METHOD AND APPARATUS FOR PROVIDING A TRANSMISSION CONTROL PROTOCOL MINIMUM RETRANSMISSION TIMER

Description

FIELD

The present disclosure relates to transmission control protocol (TCP). More particularly, the present disclosure relates to round trip time (RTT) in a TCP environment.

BACKGROUND

A TCP connection operating in an environment of highly variable RTT experiences many spurious retransmissions.

RFC 6298 describes an algorithm that computes a current retransmission timeout (RTO). In order to compute the current RTO, a TCP sender maintains two state variables, smoothed round trip time (SRTT) and round trip time variation (RTTVAR). Section 2.4 of RFC 6298 states that whenever RTO, e.g., retransmit timer, is computed, if less than 1 second, the RTO should be rounded up to 1 second.
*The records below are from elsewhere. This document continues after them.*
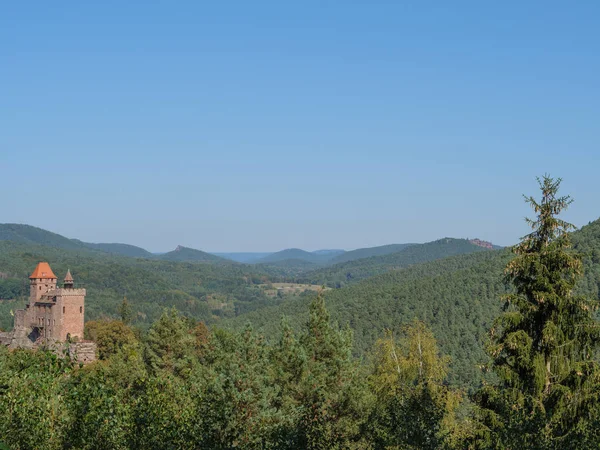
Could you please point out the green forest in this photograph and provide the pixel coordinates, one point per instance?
(444, 345)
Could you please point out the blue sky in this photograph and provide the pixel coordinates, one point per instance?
(257, 126)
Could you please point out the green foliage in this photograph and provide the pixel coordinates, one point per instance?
(150, 285)
(457, 297)
(353, 271)
(368, 252)
(110, 336)
(126, 312)
(544, 346)
(414, 407)
(185, 254)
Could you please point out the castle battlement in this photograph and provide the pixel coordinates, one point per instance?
(53, 314)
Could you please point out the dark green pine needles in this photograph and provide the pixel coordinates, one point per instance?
(543, 345)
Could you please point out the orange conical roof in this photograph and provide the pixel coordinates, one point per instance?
(43, 270)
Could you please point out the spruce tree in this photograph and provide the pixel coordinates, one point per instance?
(542, 346)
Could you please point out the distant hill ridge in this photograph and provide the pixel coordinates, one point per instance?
(186, 254)
(348, 272)
(319, 256)
(28, 234)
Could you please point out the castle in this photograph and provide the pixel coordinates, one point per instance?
(52, 316)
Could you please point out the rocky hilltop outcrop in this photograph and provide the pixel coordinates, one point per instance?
(480, 243)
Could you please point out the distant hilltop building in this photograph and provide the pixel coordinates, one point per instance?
(480, 243)
(52, 316)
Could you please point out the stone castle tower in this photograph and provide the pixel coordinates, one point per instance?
(52, 314)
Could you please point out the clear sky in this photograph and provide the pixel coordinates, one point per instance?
(257, 126)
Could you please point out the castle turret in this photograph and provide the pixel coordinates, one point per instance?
(68, 282)
(41, 281)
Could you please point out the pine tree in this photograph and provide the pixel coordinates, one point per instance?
(169, 345)
(126, 312)
(414, 407)
(332, 395)
(543, 345)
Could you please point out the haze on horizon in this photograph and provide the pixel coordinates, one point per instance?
(264, 126)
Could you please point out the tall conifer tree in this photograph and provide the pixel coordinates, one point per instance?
(543, 345)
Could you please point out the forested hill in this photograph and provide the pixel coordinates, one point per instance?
(458, 297)
(205, 291)
(189, 255)
(299, 254)
(342, 274)
(27, 234)
(120, 249)
(368, 252)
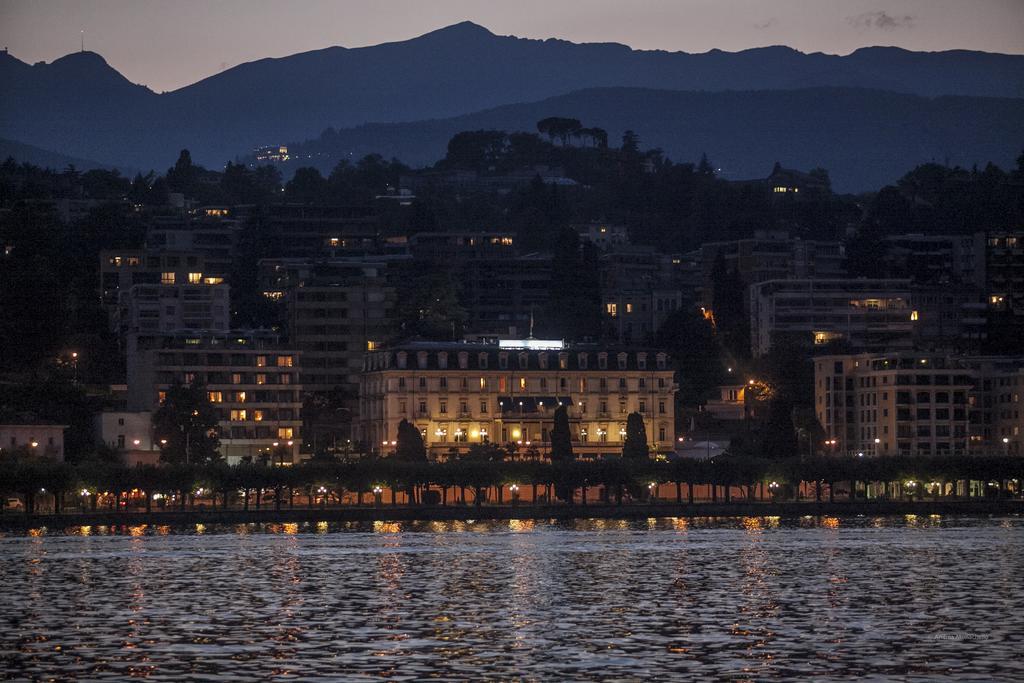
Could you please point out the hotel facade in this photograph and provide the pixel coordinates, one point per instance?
(460, 393)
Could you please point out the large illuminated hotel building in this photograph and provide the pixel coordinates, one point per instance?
(460, 393)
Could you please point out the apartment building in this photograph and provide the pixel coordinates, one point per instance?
(297, 230)
(336, 308)
(459, 393)
(770, 255)
(936, 258)
(208, 232)
(919, 403)
(1005, 276)
(121, 269)
(639, 291)
(449, 247)
(250, 376)
(867, 314)
(996, 410)
(165, 308)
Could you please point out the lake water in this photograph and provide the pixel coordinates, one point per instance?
(919, 598)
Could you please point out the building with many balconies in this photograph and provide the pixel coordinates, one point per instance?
(250, 376)
(920, 403)
(865, 314)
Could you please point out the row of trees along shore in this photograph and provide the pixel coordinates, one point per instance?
(476, 480)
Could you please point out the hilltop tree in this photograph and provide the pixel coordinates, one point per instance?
(183, 176)
(428, 305)
(780, 435)
(561, 437)
(727, 302)
(306, 186)
(187, 422)
(574, 304)
(559, 127)
(635, 446)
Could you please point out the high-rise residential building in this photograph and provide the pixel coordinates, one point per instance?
(250, 377)
(948, 259)
(459, 393)
(120, 269)
(640, 289)
(865, 314)
(771, 255)
(336, 310)
(996, 407)
(209, 232)
(297, 230)
(458, 247)
(148, 309)
(919, 403)
(1005, 278)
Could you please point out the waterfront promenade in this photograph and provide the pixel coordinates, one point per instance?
(17, 520)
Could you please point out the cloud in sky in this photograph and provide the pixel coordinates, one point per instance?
(882, 20)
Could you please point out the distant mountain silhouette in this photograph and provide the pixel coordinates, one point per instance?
(81, 105)
(865, 138)
(27, 154)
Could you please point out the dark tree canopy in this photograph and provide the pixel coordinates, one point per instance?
(410, 446)
(561, 438)
(635, 446)
(188, 422)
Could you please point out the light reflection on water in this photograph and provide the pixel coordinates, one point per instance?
(926, 597)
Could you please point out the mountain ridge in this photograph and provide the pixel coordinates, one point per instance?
(743, 132)
(83, 107)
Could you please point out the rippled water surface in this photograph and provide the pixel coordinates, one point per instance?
(755, 598)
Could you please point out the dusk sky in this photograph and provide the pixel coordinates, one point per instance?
(166, 45)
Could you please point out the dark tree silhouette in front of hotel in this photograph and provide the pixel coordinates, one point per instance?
(561, 438)
(410, 446)
(635, 446)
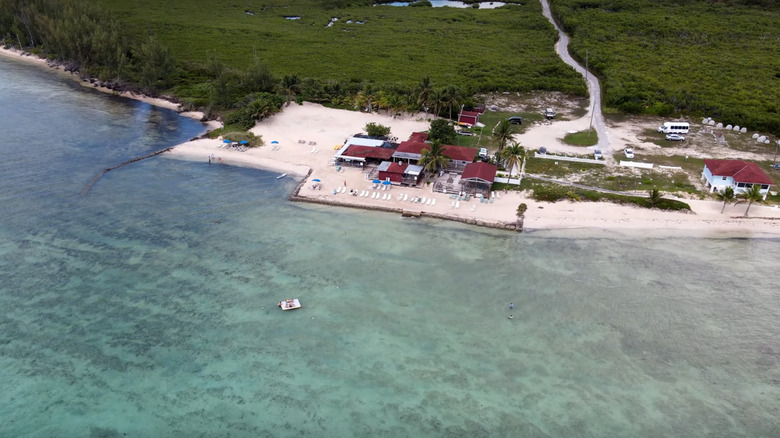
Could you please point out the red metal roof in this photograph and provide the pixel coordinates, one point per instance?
(480, 170)
(413, 147)
(741, 171)
(399, 168)
(368, 152)
(418, 136)
(460, 153)
(468, 117)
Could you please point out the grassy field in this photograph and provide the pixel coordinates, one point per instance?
(509, 48)
(665, 57)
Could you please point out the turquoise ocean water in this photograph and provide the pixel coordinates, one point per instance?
(147, 308)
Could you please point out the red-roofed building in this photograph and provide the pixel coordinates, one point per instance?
(411, 151)
(399, 173)
(478, 177)
(737, 174)
(418, 136)
(468, 118)
(362, 153)
(459, 156)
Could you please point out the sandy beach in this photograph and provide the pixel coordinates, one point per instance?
(306, 136)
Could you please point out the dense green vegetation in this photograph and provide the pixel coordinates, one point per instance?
(552, 193)
(582, 138)
(672, 57)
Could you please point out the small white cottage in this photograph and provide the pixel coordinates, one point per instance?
(737, 174)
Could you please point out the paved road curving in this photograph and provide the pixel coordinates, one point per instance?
(594, 88)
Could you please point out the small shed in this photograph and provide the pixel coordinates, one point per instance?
(468, 118)
(478, 178)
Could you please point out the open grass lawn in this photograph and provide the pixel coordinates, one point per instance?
(582, 138)
(666, 57)
(509, 48)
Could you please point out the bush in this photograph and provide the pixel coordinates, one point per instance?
(376, 130)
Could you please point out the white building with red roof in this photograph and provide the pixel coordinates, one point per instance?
(411, 151)
(737, 174)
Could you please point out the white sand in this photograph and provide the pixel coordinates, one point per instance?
(328, 127)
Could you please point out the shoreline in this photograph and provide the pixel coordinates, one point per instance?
(306, 135)
(15, 54)
(298, 126)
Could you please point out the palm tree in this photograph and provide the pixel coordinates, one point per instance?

The action to round up to 1 second has the undesirable effect of causing a sending device running TCP to wait longer to retransmit than needed. Most RTTs are less than 100 milliseconds. For example, a ping from a home in Santa Clara, Calif. to a server in Boston, Mass. can be around 92 mS. Additionally, a ping from Santa Clara, Calif. to distant Perth, Australia can be around 325 mS.

TCP code that runs in a virtual machine or in a thread in user-space outside of a kernel may experience several hundred milliseconds in which the TCP code does not run. One example of why the TCP code may not run is because the central processing unit (CPU) is busy running other threads. During the time that the code does run, RTTs may all be a few milliseconds. When the code gets another slice of runtime, some of the RTT measurements may be much longer. Several RTT measurements during the period of optimal thread runtime cause the RTT estimator to estimate a short RTT. When the kernel swaps the TCP thread out and begins to run a different thread, sessions that have a TCP packet in transit will experience a retransmission after the TCP thread is swapped back in again.

Any RTT estimator that considers short RTTs in its calculation will cause spurious retransmissions in this running environment. This occurs because there are many more short RTTs than long ones and the long RTTs are very much longer than the short RTTs.

Other algorithms for determining RTT estimates have been documented. These algorithms typically reduce the RTT estimate for every low RTT sample recorded. Some algorithms give higher weight to high samples than low ones, e.g., the Peak-Hopper-RTO algorithm. However, the Peak-Hopper-RTO algorithm does not adequately address the spurious retransmission problem for a TCP running in a thread.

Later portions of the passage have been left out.